Key Recommendations Presented to the Committee
EIAI proposed a practical, delivery-led package focused on rebuilding system capability rather than adding new bureaucracy:
- Adopt a Strategic National Events Plan, delivered locally through county and city strategies.
- Establish a National Events Support Office to reduce friction and support local authority capability.
- Create a National Events Centre of Excellence, hosted through the LGMA, to maintain and update Codes of Practice on a formal national cycle.
- Modernise and maintain Ireland’s event Codes of Practice as living, version-controlled guidance.
- Implement a Live Music Pathways Programme to strengthen progression from education to paid performance.
- Stabilise grassroots venue programming and expand safe capacity in public and community spaces.
We also made clear that the specialist operational expertise required to maintain and support the national events ecosystem resides primarily within the professional delivery sector and must be embedded in any national shared-service model.
Why This Matters
Ireland already understands how national ambition translates into local repeatable delivery — sport provides a strong example of structured grassroots-to-elite pathways. Live music requires the same enabling discipline.
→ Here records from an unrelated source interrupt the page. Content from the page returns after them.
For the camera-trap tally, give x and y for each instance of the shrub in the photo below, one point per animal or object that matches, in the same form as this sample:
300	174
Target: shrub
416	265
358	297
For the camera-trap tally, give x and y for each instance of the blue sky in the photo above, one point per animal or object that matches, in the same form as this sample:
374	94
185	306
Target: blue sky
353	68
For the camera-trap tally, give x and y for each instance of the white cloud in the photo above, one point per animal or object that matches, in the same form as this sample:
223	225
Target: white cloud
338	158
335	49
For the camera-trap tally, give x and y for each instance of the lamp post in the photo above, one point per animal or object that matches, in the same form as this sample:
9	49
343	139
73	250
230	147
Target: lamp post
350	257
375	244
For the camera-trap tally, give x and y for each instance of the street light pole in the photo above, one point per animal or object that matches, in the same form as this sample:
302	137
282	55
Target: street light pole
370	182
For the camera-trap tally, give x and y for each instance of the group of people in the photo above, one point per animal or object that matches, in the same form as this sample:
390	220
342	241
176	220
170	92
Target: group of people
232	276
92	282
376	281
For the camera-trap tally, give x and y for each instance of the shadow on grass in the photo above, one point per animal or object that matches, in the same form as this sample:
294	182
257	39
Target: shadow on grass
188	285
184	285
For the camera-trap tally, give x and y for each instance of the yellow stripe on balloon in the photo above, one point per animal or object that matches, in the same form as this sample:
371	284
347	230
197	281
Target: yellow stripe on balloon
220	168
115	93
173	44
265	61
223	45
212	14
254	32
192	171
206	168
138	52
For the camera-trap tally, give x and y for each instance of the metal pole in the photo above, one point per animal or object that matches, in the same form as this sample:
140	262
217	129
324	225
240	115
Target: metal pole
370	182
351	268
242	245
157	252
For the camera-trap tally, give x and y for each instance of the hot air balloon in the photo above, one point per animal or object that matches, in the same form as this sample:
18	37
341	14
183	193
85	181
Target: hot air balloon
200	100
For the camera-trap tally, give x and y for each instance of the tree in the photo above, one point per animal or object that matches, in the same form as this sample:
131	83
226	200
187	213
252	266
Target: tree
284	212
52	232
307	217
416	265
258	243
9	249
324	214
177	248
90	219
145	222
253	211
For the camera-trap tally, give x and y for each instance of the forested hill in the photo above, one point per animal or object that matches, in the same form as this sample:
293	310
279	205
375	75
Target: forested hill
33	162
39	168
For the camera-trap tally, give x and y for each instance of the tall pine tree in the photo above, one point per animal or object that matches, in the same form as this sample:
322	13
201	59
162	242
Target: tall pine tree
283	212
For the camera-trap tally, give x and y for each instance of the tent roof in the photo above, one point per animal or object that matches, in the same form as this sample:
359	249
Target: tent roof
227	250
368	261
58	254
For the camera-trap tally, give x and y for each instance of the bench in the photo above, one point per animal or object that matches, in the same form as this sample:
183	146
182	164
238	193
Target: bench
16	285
- This is not about creating new approval layers. It is about ensuring that:
- Guidance is current and consistent,
- Local authorities are supported rather than isolated,
- Decisions are defensible,
- Grassroots activity is enabled rather than unintentionally suppressed,
- And the live music pipeline is rebuilt sustainably across all regions.
What Happens Next
EIAI will now:
- Continue engagement with the Department,
- Seek follow-up meetings with Committee members,
- Work with members and stakeholders to progress implementation pathways,
- And ensure that industry expertise remains central to any reform process.